Sunday 18 July 2010

Krakow, Wieliczka Salt Mine



It wasn’t all that long ago that people were sent to carry out hard labour in salt mines as a punishment. They probably still are. The Soviets especially liked compelling people to go deep underground (usually in Siberia) to mine the precious commodity but today things have changed and we were actually paying for the privilege.

The hotel clerk tried to persuade me to book a personal taxi tour but at forty zlotys more each (£10) this seemed an unnecessary expense so I booked the regular tour instead. This meant that to begin with there was a couple of shuttle bus journeys to reach the final rendezvous point across the river Vistula on the western side of the town where we separated into two groups, one for the Nazi concentration camp tour to Auschwitz and the other to the salt mines just a fifteen minute ride away on the outskirts of the city.

It was still a bit overcast as we drove the short distance but it was much warmer today and the sun was beginning to compete with the milky clouds by the time that we arrived at the Wieliczka Salt Mine where we left the bus and walked to the entrance to meet our guide for the tour.

The mine is in the suburb town of Wieliczka that is now part of the greater Krakow metropolitan area and since the thirteenth century has continuously produced table salt. It has been one of the world’s oldest operating mines producing salt for seven hundred years until commercial mining was discontinued in 1996 due to low salt prices and flooding problems followed by formal closure in 2007. It now produces just sixty tonnes of salt a day but this is only a by-product of routine maintenance operations.

Today the mine is a tourist attraction and about one million, two hundred thousand people visit every year. This might seem like a strange sort of place to visit but the attraction is a collection of statues and an entire cathedral that have been carved out of the rock salt by the miners over the years presumably during their tea breaks. So impressive are the sculptures that in 1978 the Wieliczka salt mine was placed on the original UNESCO list of World Heritage Sites.
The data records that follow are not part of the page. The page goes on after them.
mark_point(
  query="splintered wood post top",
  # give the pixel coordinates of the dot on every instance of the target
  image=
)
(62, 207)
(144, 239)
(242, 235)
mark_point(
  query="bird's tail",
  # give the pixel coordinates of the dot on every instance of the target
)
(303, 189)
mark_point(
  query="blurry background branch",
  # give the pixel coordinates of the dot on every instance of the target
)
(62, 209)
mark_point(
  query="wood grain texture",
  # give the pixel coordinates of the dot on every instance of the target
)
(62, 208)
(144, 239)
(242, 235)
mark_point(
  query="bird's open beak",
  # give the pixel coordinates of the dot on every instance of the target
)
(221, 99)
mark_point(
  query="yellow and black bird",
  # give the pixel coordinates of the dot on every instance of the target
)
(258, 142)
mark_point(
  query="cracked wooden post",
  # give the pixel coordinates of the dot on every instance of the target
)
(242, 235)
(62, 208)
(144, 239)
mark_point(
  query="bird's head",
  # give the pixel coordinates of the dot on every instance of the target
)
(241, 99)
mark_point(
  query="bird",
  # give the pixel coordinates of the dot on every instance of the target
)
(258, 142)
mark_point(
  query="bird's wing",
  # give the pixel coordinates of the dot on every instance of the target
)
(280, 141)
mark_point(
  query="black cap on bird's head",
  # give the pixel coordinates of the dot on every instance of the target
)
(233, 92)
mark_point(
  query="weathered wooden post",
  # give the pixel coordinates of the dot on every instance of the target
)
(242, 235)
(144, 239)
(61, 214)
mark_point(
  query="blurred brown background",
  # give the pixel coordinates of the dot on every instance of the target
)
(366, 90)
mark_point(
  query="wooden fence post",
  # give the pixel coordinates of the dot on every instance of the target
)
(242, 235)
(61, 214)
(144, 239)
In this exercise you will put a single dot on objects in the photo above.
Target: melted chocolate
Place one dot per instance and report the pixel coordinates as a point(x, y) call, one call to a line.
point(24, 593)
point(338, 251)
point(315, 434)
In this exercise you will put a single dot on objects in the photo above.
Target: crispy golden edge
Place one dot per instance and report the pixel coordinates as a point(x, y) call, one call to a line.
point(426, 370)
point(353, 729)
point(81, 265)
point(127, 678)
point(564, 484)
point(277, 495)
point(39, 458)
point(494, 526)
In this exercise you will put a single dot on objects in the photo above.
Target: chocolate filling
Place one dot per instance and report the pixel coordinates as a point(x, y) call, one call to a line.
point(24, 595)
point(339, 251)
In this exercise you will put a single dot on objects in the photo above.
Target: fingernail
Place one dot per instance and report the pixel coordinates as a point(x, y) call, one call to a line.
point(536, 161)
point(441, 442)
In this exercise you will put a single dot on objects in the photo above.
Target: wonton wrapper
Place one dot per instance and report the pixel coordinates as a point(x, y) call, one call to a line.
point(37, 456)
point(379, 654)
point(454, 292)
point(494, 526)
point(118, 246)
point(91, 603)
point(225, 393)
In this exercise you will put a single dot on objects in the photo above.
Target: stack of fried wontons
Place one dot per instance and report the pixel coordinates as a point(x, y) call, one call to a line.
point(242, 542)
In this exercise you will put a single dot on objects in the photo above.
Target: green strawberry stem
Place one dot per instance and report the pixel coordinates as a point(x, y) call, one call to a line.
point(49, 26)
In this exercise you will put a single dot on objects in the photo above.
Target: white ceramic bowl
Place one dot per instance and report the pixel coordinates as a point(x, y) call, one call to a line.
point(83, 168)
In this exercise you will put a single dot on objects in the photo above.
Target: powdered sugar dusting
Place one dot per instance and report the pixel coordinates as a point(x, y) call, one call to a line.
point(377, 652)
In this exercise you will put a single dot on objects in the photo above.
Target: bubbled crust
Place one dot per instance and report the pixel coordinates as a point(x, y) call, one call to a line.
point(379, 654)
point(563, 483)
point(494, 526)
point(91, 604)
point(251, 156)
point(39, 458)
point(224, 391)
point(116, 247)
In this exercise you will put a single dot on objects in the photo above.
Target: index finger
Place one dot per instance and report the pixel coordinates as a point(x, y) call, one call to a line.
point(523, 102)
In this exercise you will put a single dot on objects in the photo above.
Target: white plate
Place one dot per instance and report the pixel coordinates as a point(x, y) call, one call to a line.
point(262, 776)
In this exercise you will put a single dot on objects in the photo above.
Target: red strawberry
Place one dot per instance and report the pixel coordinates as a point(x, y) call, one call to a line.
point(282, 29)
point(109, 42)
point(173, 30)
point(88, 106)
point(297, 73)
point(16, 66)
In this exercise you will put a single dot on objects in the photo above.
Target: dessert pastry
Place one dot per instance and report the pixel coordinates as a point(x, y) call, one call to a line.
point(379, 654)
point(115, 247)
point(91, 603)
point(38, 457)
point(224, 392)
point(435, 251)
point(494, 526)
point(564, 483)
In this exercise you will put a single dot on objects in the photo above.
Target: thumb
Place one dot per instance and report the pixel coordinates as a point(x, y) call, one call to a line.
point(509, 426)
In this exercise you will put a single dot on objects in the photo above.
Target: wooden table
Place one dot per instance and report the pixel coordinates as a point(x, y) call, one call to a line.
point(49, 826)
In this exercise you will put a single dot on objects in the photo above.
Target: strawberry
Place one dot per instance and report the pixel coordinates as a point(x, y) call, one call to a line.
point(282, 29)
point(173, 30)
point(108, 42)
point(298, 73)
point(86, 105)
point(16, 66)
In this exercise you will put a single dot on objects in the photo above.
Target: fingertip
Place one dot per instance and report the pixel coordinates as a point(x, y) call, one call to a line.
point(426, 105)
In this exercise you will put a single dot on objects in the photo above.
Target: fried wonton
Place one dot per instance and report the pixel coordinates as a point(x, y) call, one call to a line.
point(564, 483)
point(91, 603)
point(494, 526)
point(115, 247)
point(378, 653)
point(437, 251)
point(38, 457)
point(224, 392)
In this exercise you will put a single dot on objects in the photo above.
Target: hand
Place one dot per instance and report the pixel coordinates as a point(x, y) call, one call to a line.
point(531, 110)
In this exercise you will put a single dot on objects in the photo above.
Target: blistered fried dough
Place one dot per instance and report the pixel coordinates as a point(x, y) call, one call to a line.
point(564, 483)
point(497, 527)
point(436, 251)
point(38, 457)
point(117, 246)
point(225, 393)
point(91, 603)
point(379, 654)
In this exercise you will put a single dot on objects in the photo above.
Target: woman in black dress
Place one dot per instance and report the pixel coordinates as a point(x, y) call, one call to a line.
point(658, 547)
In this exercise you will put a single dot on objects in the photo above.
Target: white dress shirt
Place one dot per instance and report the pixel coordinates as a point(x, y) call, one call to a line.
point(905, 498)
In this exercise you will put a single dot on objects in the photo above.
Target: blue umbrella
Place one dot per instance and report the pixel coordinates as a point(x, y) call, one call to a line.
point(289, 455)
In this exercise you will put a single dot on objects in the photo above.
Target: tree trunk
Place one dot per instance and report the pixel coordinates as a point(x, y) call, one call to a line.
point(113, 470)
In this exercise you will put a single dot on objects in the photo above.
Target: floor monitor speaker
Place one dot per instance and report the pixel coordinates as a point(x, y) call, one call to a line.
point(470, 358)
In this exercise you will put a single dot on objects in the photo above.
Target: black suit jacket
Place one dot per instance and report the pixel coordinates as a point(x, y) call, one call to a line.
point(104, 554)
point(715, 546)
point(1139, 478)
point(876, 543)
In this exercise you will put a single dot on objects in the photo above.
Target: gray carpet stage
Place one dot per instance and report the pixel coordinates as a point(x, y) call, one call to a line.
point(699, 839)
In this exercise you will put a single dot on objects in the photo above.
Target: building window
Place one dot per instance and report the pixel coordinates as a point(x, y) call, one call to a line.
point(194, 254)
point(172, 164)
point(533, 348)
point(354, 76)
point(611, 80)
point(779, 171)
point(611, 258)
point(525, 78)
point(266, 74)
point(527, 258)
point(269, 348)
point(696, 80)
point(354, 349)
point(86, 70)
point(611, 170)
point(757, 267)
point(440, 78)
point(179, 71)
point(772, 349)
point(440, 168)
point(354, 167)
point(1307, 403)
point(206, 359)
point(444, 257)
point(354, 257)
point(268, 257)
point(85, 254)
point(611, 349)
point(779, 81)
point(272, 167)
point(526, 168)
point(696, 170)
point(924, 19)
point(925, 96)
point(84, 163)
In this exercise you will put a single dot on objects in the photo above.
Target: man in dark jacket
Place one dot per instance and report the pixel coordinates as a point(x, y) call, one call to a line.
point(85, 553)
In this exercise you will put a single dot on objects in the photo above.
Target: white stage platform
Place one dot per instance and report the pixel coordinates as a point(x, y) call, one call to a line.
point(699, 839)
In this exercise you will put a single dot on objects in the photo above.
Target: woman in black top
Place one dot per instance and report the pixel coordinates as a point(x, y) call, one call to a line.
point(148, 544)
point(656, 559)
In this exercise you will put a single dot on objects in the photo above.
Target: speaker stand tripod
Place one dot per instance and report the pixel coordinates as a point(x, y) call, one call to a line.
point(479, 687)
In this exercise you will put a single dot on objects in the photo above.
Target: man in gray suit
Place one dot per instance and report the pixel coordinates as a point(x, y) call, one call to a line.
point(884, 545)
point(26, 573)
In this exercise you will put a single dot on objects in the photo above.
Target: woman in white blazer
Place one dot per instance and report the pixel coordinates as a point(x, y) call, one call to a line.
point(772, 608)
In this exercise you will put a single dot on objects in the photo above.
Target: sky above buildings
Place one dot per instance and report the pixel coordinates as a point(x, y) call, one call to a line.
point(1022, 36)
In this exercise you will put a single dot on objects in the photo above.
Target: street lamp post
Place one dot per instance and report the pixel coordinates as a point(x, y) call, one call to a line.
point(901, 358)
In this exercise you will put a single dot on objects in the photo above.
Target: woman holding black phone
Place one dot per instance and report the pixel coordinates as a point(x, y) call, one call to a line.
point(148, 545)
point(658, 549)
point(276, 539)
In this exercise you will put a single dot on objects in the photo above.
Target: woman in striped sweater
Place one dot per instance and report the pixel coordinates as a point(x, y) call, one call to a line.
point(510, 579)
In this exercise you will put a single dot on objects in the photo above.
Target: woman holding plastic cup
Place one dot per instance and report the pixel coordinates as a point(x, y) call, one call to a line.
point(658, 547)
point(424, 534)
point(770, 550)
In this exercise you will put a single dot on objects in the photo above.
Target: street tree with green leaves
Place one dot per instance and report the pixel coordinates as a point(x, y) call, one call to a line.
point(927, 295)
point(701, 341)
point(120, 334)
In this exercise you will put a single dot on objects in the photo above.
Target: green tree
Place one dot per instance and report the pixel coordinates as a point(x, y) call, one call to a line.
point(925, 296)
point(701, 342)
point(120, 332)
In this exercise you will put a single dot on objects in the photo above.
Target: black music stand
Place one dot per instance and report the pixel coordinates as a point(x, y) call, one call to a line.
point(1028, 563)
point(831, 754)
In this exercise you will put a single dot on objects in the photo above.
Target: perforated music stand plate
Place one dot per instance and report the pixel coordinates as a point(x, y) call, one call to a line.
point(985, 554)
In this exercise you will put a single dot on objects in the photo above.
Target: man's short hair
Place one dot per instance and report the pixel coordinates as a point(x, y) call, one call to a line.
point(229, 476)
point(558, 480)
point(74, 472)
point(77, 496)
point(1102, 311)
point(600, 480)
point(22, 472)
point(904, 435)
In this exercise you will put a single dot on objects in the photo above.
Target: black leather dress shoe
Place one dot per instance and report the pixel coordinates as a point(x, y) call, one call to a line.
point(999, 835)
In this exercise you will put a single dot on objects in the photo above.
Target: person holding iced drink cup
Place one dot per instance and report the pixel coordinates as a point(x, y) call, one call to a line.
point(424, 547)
After we were assigned an English speaking tour guide with a charming lilting voice the visit began with a long descent down a vertical shaft which meant negotiating over three hundred steps that zigzagged past fifty-four platforms down to the first level. From here we were about to enter a labyrinth of tunnels and interconnecting chambers that are over three hundred kilometers long and probably puzzling enough to confuse even the Minotaur of Greek legend.

We walked through disused and exhausted chambers, passing by whole forests of timber props and retaining walls and through heavy wooden doors to reach the first of the sights, the Copernicus Chamber, where for those of us who were expecting statues similar to white marble we were disappointed by the rather lack luster grey of the rock salt figure and the guide explained that this was due to clay impurities and other contamination in the rock.

Down in the mine we walked for three and a half kilometres through a succession of chambers, carved chapels and exhibits that explained the history and the operation. The route took us to a depth of three hundred and twenty-seven metres and down a precise total of eight hundred steps. Almost at the bottom was the star of the show where an entire cathedral complete with a statue of the Polish Pope, John Paul II, had been craved into one of the largest caverns where there was a light show accompanied by a rendition of ‘Land of Hope and Glory’, which to all of us seemed to be a rather strange choice of music. After that there were a few remaining tunnels and chambers and the inevitable gift shops and then thankfully a lift to take us back to the surface, which was preferable to having to climb back up the eight hundred steps.

The sky was clearing nicely now and blue patches were rapidly replacing the unwelcome clouds and by the time the coach dropped us off on the edge of the old city centre the sun was shining and the temperature was rising. In the square we selected a restaurant for lunch based on the contents of the menu board outside but then managed to find ourselves in the wrong place. We really wanted the Krakow specialty of soup in a hollowed out bread bun so we had to do the embarrassing thing and leave as soon as we had realised the error and relocate ourselves in the correct place next door where we were served our preferred lunch where it was fun trying to anticipate how long it would be before the hot liquid would leak through the crust and end up spilling spectacularly into our laps. We wondered if we could attempt this at home but I certainly wouldn’t recommend trying it with a loaf of thin crust Mother’s Pride.